Явился наконец. Очень серьезный, зато Фрося улыбается красиво уставшими глазами. Улыбается заранее всему, что подумают, что скажут. Все знают – было. Знают, что и Толе это известно. Он краснеет, а потому смотрят на него. И нахалка Фрося смотрит, улыбается, будто не ей, а ему надо смущаться.

Разванюша о каких-то хозяйственных делах заговаривает, незаметно отстраняясь от жены, а Фрося нарочно не отпускает его плеча. И все на Толю смотрит.

Старый Коваленок тоже о делах:

– Подвозят мясо из отряда для Надиных. Разрешили поехать на поселки попросить хлеба для партизанских семей. Ты бы, сын, винтовку мне добыл. А то заглядывают всякие.

Догоняли взвод долго.

На виду уже Костричник. Деревня эта везучая. Самая партизанская, а не сожгли ее ни каратели, ни с самолетов. Зажата она между темной стеной леса и соснячком. Как в горловине. Она и есть в горловине, в самом узком месте партизанской зоны. Поэтому кого только не встретишь в этой деревне. И тех, что из-за «варшавки» и даже из-за «железки» направляются в штаб соединения, и тех, что с Полесья идут к шоссе или на железную дорогу. Главная улица деревни начинается от дороги и уходит к лесу. Два домика отскочили левее дороги, прижались к соснячку. Тут же – длинное колхозное гумно. А метров сто пройти – еще дворов десять.

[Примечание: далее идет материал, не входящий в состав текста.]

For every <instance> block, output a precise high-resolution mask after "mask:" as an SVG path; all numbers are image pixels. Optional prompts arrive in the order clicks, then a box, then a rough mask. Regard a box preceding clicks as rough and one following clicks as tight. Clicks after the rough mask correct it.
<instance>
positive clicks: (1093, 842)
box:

Сюда приезжал Толя, когда без винтовки был. «Нельзя ли, хозяин, соломки?» Месяц прошел, целый месяц! А в этом лесу чуть не убили его, когда он карабин потерял. Прострочил бы немец чуть пониже, и тоже прошел бы теперь месяц. И тоже подходил бы взвод к Костричнику. Точно вот так, как шагает, шагал бы Царский, именно в этот миг Коренной вытер бы пот с лица. Все, что сейчас видит Толя, было бы: и синее, куда ни глянь, небо, и тот дядька с конем. Не было бы лишь вот этого – короткой тени, что у ног Толи. И еще: за той наспех поставленной оградой было бы одним песчаным бугорком больше. Не шесть, а семь. Когда хоронили Митю, сына тети Паши, какой-то дядька из Костричника удлинил ограду ровно на три могилы. Без запаса. Все смотрели, как он приколачивал жердочку большим гвоздем. Два разведчика, что тоже смотрели, ровно через три дня нарвались на засаду. Ограду снова удлинили «без запаса» и снова прибили жердочку накрепко.